Wednesday, October 2, 2013

New blog, first post


I just came from my dietitian, and I’m fucked. She wants to call my therapist (who is out of the office this week so I don’t see the point). But, basically she’s concerned about my lack of fluid intake, my lack of nutritional intake, and me being lethargic/having no energy. I just didn’t know what to say. Whenever I get like this, she always tells me how it’s just a matter of time before I lose my job and will have to re-enter treatment. Somehow I always am able to pull myself together and start being healthy again. Right now, I just don’t really care. The sight, smell, and thought of food scares me. It actually makes me want to cry. My hunger cues are fucked up. And my RD thinks my thirst cues are fucked up too. Her goal for me this week is to add more caloric fluids. I guess I can do that. All I see in my head is, calories, calories, calories. The phobia I have of the smells of food entering my body as calories is ridiculous, I know. But it feels real. 
The thing is, my dietitian didn’t even weigh me. Which kind of pissed me off because in my head I’m thinking, “well I must look as huge as ever so why is it such a big deal that I’m starving myself? But I do feel like shit. No energy, can barely keep my eyes open. 
I wish I cared more. I wish I could back on track with the snap of my fingers. I refuse to believe that I could lose my job over this. Sometimes I think my RD just says that as a scare tactic. Even though I actually have lost my job before from my eating disorder. 
I’m under strict instruction to email her every day with my food and fluid intake. I hate taking food journals.
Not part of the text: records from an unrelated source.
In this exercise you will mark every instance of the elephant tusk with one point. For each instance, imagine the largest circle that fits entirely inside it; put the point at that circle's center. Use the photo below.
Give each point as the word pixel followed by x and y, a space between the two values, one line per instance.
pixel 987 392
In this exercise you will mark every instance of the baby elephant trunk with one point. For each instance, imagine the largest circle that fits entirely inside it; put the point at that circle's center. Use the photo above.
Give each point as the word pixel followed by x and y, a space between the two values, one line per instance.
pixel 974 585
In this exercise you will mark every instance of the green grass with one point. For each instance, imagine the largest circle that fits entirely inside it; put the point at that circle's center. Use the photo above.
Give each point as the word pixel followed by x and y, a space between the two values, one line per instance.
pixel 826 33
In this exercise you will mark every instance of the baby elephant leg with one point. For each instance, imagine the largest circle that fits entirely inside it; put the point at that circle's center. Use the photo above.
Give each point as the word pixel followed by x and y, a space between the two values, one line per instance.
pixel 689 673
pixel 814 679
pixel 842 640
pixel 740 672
I don’t like other people knowing what I’m eating. 
I guess I will go drink some carnation instant breakfast (gross), because I do have work tonight. 

2 comments:

  1. i'm sorry you're struggling so much.
    as far as feeling like you can inhale calories through smelling, i don't know how much of my blog you've read, but that fear completely paralyzed me during the months before i went to acute. i wouldn't even leave my room because i was so scared of smelling/being around food. and i know that no matter how much people will try to convince you that it doesn't work that way, and despite the fact that to a certain extent you know it can't really work like that, it feels so so real. and it's terrifying. you aren't crazy. you're just starving. and it's hard (impossible, really) to think clearly when you're starving. everything just feels really scary and overwhelming.
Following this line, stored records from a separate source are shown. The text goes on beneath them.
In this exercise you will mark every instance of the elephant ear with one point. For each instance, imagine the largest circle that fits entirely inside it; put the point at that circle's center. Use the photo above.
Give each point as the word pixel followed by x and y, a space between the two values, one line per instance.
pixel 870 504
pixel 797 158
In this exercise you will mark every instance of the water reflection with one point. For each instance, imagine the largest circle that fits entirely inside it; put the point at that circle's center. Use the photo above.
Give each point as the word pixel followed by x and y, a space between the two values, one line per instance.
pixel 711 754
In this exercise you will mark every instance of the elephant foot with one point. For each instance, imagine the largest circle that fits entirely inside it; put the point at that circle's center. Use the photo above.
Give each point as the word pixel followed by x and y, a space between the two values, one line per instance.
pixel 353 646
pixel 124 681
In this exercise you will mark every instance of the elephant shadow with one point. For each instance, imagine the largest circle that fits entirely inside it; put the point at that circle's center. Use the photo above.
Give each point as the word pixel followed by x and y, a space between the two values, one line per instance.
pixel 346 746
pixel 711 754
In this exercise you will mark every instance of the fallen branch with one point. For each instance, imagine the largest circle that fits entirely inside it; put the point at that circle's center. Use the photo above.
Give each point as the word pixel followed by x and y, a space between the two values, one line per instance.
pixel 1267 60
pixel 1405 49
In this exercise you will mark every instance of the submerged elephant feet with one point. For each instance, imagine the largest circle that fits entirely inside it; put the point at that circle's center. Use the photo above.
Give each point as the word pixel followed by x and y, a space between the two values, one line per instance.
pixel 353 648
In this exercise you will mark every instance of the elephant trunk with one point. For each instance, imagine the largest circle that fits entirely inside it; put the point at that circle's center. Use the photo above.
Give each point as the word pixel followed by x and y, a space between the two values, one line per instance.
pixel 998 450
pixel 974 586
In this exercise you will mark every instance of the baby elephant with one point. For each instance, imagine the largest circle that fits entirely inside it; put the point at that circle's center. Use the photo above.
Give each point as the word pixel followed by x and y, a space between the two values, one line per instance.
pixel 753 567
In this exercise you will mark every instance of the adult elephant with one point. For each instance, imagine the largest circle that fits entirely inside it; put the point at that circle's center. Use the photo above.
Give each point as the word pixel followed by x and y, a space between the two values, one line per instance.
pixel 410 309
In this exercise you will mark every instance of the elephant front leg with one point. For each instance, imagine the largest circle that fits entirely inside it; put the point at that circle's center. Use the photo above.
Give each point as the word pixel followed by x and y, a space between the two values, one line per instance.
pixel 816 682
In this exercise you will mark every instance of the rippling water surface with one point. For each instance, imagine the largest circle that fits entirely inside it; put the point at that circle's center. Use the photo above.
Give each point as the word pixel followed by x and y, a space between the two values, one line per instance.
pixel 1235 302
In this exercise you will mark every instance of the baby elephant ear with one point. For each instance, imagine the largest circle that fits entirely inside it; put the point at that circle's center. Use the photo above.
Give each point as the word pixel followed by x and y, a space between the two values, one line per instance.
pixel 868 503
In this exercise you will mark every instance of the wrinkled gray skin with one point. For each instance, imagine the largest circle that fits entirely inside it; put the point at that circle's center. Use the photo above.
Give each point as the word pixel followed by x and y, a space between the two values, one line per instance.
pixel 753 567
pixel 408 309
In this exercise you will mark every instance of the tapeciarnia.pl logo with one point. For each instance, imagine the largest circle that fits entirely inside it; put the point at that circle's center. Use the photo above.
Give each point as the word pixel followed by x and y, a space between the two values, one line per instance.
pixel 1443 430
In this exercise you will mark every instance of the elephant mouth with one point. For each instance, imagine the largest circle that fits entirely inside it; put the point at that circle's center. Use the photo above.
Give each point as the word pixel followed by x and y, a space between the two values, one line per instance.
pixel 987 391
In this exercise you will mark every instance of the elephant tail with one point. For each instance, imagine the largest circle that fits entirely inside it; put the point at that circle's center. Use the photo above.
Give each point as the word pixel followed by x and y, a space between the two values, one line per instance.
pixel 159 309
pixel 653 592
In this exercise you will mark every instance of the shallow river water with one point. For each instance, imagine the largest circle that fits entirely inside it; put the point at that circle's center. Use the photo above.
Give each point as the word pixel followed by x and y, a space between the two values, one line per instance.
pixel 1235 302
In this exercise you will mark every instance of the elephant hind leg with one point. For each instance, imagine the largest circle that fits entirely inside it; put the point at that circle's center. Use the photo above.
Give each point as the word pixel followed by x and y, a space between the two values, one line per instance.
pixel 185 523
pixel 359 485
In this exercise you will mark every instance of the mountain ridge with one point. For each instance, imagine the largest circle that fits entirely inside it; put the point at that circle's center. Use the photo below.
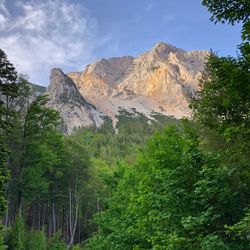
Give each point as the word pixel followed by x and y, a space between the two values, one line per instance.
pixel 161 80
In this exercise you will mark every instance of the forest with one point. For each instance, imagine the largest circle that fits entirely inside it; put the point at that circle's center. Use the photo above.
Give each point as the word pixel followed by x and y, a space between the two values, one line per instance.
pixel 166 185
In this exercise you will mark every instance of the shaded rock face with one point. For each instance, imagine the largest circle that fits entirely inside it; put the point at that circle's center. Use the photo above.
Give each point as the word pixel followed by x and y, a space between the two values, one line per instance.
pixel 74 110
pixel 160 80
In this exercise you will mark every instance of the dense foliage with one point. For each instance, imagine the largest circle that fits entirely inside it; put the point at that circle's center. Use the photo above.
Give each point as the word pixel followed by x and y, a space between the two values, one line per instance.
pixel 141 185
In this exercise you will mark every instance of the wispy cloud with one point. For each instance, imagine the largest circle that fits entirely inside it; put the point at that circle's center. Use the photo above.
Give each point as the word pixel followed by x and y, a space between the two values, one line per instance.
pixel 46 34
pixel 149 7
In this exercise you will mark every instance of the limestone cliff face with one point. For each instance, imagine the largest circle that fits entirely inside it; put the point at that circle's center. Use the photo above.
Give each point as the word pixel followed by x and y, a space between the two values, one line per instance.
pixel 73 108
pixel 161 80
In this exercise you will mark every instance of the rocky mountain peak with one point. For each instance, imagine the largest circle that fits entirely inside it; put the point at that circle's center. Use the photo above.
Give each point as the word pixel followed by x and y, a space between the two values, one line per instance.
pixel 158 81
pixel 65 97
pixel 162 50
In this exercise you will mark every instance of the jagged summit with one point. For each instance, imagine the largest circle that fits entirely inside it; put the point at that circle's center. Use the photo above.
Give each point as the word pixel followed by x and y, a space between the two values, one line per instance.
pixel 160 80
pixel 73 108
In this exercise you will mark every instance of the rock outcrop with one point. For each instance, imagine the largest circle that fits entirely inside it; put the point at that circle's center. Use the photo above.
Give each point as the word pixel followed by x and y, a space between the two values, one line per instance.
pixel 74 109
pixel 161 80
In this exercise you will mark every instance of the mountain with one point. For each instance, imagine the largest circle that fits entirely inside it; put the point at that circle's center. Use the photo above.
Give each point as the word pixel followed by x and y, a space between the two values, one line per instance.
pixel 73 108
pixel 161 80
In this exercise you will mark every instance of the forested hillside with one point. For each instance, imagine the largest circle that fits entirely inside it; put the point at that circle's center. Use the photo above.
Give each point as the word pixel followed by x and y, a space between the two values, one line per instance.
pixel 164 185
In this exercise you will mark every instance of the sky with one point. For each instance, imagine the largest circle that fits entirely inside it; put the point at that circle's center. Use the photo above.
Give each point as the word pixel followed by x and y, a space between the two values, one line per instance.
pixel 38 35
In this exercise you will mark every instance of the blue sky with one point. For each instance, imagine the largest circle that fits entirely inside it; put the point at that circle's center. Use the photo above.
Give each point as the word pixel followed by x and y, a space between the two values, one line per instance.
pixel 38 35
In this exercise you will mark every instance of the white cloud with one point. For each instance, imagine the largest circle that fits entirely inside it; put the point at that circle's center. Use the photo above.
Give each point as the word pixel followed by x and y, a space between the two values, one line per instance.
pixel 149 7
pixel 46 34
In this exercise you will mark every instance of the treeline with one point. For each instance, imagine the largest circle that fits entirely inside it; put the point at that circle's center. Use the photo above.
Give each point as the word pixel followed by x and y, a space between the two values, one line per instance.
pixel 190 186
pixel 186 187
pixel 52 184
    i wish i could take it away for you/make it easier, but obviously i can't. and i'm with you as far as wishing that getting back on track was as simple as just snapping your fingers. that'd be nice. unfortunately, it's going to take a lot more work and dedication than that.

    i really do believe that you can do it though. you're really an incredibly strong and resilient person. keep pushing yourself forward, even when it feels like shit.

    know that i'm always here for you. <3

    ReplyDelete
    Replies
    1. rachel, i'd really like to read your blog...i've loved your writing and honesty for years!